Of course, profitable companies with a history of great earnings growth are generally safer bets. So you may wish to see this free collection of other companies that have reasonable P/E ratios and have grown earnings strongly.

Have feedback on this article? Concerned about the content? Get in touch with us directly. Alternatively, email editorial-team (at) simplywallst.com.
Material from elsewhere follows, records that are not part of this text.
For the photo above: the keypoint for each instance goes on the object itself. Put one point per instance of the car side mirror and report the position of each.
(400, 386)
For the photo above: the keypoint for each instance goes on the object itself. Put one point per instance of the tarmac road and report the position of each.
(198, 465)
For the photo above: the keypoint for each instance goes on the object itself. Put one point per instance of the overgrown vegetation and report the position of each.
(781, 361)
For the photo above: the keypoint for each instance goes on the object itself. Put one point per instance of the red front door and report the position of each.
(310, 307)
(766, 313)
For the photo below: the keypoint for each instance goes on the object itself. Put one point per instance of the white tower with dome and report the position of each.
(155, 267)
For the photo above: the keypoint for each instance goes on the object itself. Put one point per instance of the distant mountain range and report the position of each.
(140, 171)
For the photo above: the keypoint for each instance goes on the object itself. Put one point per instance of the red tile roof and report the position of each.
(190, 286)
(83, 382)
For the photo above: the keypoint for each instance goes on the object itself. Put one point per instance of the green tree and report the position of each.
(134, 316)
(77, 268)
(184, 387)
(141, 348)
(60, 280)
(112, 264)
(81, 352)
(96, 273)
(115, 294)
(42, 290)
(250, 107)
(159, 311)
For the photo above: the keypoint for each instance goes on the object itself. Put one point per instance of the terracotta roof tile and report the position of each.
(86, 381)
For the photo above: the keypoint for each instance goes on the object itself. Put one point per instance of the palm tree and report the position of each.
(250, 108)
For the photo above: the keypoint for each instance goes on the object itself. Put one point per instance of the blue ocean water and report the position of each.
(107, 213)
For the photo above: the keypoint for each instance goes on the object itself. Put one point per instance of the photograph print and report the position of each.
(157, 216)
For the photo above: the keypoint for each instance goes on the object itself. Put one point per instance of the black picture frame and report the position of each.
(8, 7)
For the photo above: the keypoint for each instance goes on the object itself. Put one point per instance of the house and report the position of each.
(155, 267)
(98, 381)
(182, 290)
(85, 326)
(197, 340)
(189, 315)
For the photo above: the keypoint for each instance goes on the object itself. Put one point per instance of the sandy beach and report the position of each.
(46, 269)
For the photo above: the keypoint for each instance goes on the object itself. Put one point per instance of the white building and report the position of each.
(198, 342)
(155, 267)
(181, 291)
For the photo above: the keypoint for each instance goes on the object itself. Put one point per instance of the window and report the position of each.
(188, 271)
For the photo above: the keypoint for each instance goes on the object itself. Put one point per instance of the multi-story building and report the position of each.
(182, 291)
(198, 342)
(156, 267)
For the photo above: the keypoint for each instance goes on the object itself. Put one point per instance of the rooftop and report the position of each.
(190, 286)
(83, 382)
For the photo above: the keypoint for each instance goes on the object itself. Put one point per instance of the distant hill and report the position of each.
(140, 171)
This article by Simply Wall St is general in nature. We provide commentary based on historical data and analyst forecasts only using an unbiased methodology and our articles are not intended to be financial advice. It does not constitute a recommendation to buy or sell any stock, and does not take account of your objectives, or your financial situation. We aim to bring you long-term focused analysis driven by fundamental data. Note that our analysis may not factor in the latest price-sensitive company announcements or qualitative material. Simply Wall St has no position in any stocks mentioned.